類は友を呼ぶ-我が母校の場合

 指導教官は母校のOBである。最初は私が後輩だと知って目を掛けてくれた…と思っていたが間違いだった。同じ大学出の後輩に声を掛けるのは、コネを広げて”派閥”を作りたいがためであろうと今になって思う。
 指導教官は、我が母校の中でも最悪の教授が居た講座の出である。私がいた当時の教授は(現在も変わっていないが)腕も頭も悪いのに、虚勢だけ張って自分を守っているような軽蔑すべき人であった。そこの講座出の人が全てそうであるわけというわけではない。今の私の指導教官は、時折その母校の現教授のことを「やり方が悪い。」と非難することがあった。が、結局彼も同類であった。旧態依然としたやり方、自己中心さは何ら違わない。更に二人とも母校の同じ部活サークルの先輩後輩同士である。なぜか、母校のあの年代の獣医同窓生にはその部活出身の者が多いが、体育会系の勢いだけの単細胞封建的なやり方は、そこから来ているのだろうかと推し量られる。

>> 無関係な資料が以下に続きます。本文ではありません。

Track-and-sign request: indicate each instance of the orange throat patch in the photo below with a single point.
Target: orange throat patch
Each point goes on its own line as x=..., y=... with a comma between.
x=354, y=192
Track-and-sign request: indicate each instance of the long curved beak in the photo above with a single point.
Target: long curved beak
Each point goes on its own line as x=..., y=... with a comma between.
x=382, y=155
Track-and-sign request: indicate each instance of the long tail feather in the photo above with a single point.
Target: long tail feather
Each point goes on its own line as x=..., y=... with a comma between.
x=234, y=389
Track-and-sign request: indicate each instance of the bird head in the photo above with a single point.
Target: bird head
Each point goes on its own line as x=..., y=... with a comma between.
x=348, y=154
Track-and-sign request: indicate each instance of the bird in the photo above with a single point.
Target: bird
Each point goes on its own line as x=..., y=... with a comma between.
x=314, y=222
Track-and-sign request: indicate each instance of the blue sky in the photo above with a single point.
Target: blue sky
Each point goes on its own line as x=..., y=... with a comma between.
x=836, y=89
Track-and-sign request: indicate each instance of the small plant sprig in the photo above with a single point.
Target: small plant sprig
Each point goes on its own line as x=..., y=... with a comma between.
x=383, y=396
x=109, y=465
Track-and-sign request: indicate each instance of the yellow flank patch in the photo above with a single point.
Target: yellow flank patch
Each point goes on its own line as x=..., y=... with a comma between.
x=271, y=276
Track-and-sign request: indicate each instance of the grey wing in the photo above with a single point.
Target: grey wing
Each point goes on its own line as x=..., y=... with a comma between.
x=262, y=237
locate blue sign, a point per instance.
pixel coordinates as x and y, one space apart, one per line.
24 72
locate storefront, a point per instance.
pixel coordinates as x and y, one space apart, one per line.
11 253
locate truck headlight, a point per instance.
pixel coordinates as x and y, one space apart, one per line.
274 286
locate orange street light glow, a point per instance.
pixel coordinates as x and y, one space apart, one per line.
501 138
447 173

 母校のその教授は、力のある教授の派閥にいたため、その教授が自分の味方を増やすために呼んだ。そんな理由で呼ばれただけだから、腕は救いようがないほどに悪い。他大学から来た院生が、その教授の執刀により皮膚壊死してしまった患畜を見ながら、「こんなのばかり見てるとイライラする。」と吐き捨てた。その院生が卒業した獣医系大学の方が腕は良かったのに、私はどうしてこの大学に来たのかと尋ねた。その院生の先輩は悔しそうに、「こんなひどいとは思わなかった。」と言った。大学の名前と中にいる指導者の実力が合っていなかった場合に、被害を被るのは何も知らない学生、そして大学附属家畜病院だからと頼みにして自分の愛する伴侶動物を連れてくる顧客とその動物たちである。呼んだ張本人の大教授は、その教授に向かって、「もっと腕を磨け。」と言ったらしいが、そもそも自分の派閥拡大のために、その器でないものを呼ぶな。お陰で、その教授より腕がよく、私が尊敬している助教授(当時)は、他大学へ出て行ってしまった。私たちにしてみれば、出て行って欲しかったのは教授の方。本当に残念で悔しかった。
 同じような人間が、次に同じような人間を呼ぶから、悪の連鎖はなかなか断ち切られない。大学名に惹かれて、年々高くなる競争率を突破して入ってくる若者を思うと気の毒でならない。社会全体に大学がすべき貢献を考えれば、個人のコネも派閥もクソくらえである。タヌキ親父の派閥主義=非実力主義、急にはなくならないと思うとイライラが止まらない。